Matter of Martinez v Umane
2009 NY Slip Op 06289 [65 AD3d 480]
August 19, 2009
Appellate Division, First Department
Published by New York State Law Reporting Bureau pursuant to Judiciary Law § 431.
As corrected through Wednesday, September 30, 2009


In the Matter of Israel Martinez, Appellant,
v
Frederic M. Umane et al., Respondents, and Grisela Lajara, Respondent. In the Matter of Grisela Lajara, Petitioner, v Israel Martinez et al., Respondents.

[*1] Neil Grimaldi, Bronx, for Israel Martinez, appellant.

Stanley Schlein, Delmar (Howard Vargas of counsel), for Grisela Lajara, respondent.

Judgment, Supreme Court, Bronx County (Robert G. Seewald, J.), entered August 14, 2009, affirmed for the reasons stated by Seewald, J., without costs or disbursements. Concur—Gonzalez, P.J., DeGrasse and Abdus-Salaam, JJ.

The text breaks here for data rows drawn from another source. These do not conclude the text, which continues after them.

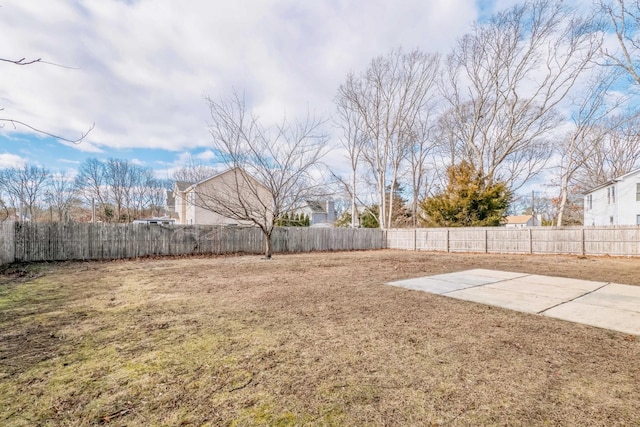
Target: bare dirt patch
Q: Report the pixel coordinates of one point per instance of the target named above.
(312, 339)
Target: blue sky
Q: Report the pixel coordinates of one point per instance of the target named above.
(140, 68)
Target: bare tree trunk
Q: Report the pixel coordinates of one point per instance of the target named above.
(268, 251)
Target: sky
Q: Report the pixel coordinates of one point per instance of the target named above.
(139, 70)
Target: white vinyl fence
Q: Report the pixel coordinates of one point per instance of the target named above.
(26, 242)
(620, 241)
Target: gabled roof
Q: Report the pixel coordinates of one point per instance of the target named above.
(171, 199)
(183, 185)
(316, 206)
(193, 186)
(518, 219)
(614, 180)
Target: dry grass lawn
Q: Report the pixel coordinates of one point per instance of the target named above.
(311, 339)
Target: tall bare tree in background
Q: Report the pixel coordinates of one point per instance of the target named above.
(622, 17)
(275, 168)
(121, 189)
(25, 187)
(615, 153)
(16, 122)
(504, 81)
(592, 107)
(391, 97)
(352, 139)
(193, 171)
(61, 195)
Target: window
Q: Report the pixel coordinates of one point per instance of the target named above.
(613, 194)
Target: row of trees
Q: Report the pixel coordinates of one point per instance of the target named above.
(112, 190)
(534, 85)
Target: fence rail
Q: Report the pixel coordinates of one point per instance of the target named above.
(22, 241)
(620, 241)
(27, 242)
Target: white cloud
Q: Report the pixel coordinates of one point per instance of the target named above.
(11, 160)
(144, 66)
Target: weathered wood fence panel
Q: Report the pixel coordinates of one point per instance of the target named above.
(59, 241)
(622, 241)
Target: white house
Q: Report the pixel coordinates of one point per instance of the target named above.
(616, 202)
(220, 199)
(319, 212)
(519, 221)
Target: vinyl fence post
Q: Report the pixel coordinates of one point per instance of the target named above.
(448, 245)
(486, 241)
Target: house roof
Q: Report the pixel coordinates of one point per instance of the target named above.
(316, 206)
(192, 186)
(614, 180)
(171, 199)
(183, 185)
(518, 219)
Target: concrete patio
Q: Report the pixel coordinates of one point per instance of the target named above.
(601, 304)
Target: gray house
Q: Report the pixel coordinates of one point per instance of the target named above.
(320, 212)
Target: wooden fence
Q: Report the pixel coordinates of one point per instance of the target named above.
(621, 241)
(59, 241)
(74, 241)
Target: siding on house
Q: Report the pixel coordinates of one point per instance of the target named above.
(616, 202)
(204, 202)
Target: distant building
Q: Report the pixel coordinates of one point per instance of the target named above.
(193, 202)
(320, 213)
(157, 221)
(520, 221)
(616, 202)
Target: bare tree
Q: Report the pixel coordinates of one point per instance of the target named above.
(592, 106)
(92, 184)
(272, 169)
(623, 18)
(61, 195)
(26, 187)
(15, 123)
(390, 97)
(504, 81)
(615, 153)
(193, 171)
(421, 170)
(353, 140)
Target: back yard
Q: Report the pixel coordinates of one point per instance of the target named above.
(311, 339)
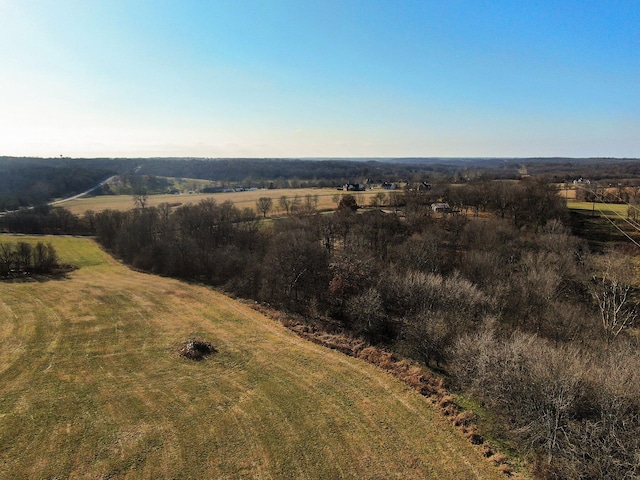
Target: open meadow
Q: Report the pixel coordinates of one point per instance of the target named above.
(246, 199)
(92, 386)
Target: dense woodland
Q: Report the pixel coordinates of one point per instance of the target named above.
(499, 296)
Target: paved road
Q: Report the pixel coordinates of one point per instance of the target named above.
(62, 200)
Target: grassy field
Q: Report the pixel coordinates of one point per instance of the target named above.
(92, 386)
(609, 209)
(240, 199)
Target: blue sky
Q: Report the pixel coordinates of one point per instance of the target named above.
(320, 78)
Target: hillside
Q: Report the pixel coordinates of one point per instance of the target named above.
(92, 386)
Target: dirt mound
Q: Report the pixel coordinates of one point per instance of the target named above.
(194, 349)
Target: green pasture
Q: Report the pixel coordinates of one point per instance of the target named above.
(92, 386)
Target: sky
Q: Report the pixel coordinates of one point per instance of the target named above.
(320, 78)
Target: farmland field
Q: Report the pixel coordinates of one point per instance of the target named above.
(92, 386)
(240, 199)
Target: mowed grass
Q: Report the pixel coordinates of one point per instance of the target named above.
(609, 209)
(240, 199)
(92, 386)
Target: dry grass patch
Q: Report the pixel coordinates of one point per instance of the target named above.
(91, 386)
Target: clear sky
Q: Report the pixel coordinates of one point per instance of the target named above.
(320, 78)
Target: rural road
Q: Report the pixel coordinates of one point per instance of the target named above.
(62, 200)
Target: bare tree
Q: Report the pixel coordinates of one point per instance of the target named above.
(263, 205)
(285, 203)
(612, 290)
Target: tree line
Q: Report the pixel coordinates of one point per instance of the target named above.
(23, 258)
(497, 294)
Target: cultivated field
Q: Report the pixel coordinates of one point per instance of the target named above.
(92, 386)
(240, 199)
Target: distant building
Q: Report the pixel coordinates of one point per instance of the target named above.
(440, 207)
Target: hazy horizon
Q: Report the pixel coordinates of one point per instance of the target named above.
(330, 79)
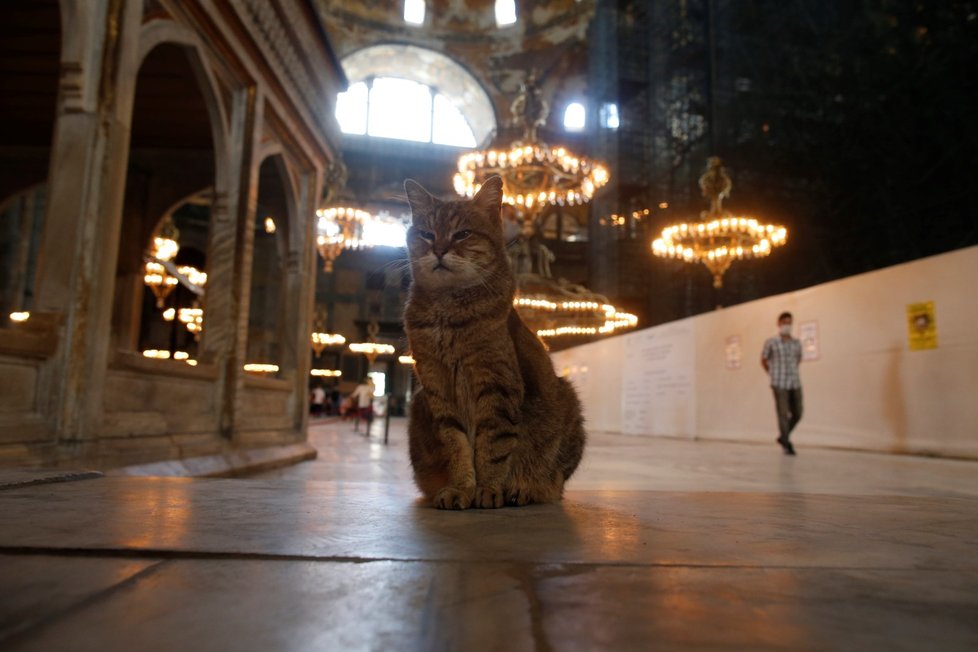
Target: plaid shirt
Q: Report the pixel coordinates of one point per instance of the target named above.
(782, 358)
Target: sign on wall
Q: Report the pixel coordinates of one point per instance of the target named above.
(921, 326)
(732, 352)
(658, 395)
(808, 334)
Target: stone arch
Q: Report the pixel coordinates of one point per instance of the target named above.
(31, 43)
(177, 146)
(431, 68)
(271, 260)
(160, 32)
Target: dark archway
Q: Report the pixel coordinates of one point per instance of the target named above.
(30, 66)
(266, 317)
(170, 177)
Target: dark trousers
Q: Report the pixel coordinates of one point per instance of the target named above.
(788, 404)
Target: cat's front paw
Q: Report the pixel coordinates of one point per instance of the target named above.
(453, 498)
(489, 497)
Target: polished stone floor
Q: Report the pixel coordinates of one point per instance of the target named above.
(659, 544)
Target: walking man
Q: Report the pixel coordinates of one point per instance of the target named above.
(780, 360)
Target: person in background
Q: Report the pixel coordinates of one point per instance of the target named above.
(317, 401)
(780, 359)
(363, 397)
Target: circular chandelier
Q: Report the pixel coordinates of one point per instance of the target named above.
(156, 276)
(319, 338)
(572, 317)
(371, 348)
(339, 228)
(720, 237)
(534, 173)
(537, 175)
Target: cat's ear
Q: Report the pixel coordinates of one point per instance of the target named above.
(490, 195)
(421, 200)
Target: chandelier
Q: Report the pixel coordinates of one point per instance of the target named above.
(537, 176)
(534, 173)
(321, 339)
(339, 228)
(155, 275)
(371, 348)
(719, 238)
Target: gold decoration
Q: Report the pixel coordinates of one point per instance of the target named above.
(339, 228)
(536, 175)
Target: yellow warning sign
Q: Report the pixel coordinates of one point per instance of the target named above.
(921, 326)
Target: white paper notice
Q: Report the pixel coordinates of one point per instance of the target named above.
(657, 387)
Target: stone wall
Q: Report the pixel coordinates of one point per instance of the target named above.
(221, 87)
(864, 386)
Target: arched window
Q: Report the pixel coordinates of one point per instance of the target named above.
(410, 93)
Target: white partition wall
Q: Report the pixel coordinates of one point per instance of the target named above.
(864, 387)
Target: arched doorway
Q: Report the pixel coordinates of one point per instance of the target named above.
(170, 183)
(266, 315)
(30, 52)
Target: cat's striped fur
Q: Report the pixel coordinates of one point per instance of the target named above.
(493, 425)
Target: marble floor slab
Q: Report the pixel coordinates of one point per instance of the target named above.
(659, 544)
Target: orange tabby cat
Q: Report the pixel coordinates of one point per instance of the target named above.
(493, 425)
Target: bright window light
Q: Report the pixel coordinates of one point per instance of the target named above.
(351, 109)
(414, 12)
(574, 117)
(400, 108)
(609, 115)
(505, 12)
(385, 231)
(450, 126)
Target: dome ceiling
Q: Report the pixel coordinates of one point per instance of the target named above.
(550, 38)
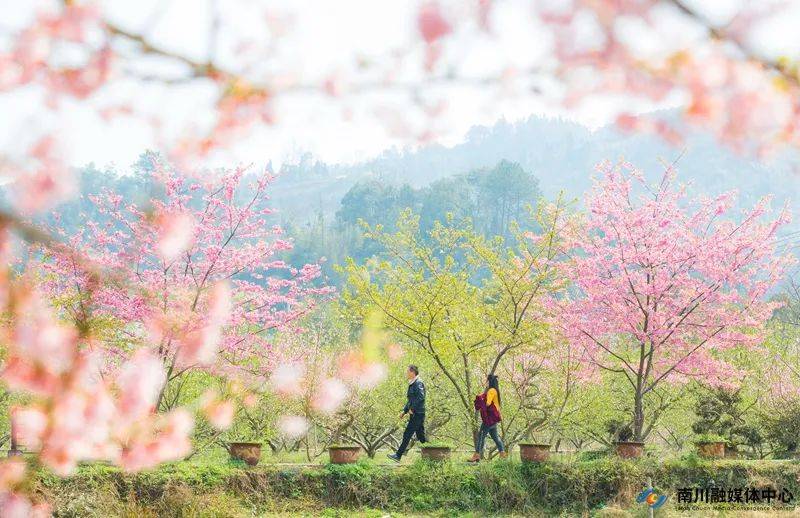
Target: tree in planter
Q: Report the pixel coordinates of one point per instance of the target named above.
(171, 261)
(663, 282)
(464, 301)
(724, 412)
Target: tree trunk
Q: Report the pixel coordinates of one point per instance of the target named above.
(638, 415)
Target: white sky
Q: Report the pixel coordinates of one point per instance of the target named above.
(323, 39)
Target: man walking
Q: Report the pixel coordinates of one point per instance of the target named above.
(415, 407)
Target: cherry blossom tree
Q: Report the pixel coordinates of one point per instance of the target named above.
(664, 283)
(248, 74)
(200, 257)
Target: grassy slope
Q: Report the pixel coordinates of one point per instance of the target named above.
(605, 486)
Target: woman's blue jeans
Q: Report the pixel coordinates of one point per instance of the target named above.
(489, 430)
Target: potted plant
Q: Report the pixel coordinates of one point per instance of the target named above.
(436, 451)
(344, 453)
(710, 446)
(621, 434)
(248, 452)
(534, 451)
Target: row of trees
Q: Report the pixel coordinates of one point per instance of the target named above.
(651, 307)
(183, 305)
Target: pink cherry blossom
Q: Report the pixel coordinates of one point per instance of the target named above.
(329, 396)
(175, 232)
(432, 24)
(664, 283)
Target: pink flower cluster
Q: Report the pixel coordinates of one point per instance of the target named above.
(78, 413)
(666, 280)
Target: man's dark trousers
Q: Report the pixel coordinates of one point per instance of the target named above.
(416, 425)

Freedman and Richter, JJ., dissent in a memorandum by Freedman, J., as follows: I respectfully dissent and would reverse the decision of the court below. The record, as set forth in that court's decision, raises serious questions concerning the objector's standing. Other than a 16-year-old buff card, there was no evidence that objecting petitioner Grisela Lajara lived where she claimed she lived, and there was substantial evidence to the contrary. Her failure to respond to any subpoena issued by respondent, a letter addressed to her that was returned by the post office, the absence of her name on the apartment lease renewal or the income [*2]certification form, which is part of the record, and the testimony of the managing agent and of the executive director of the sponsor of the building presented prima facie evidence of nonresidency, to which no rebuttal evidence was adduced.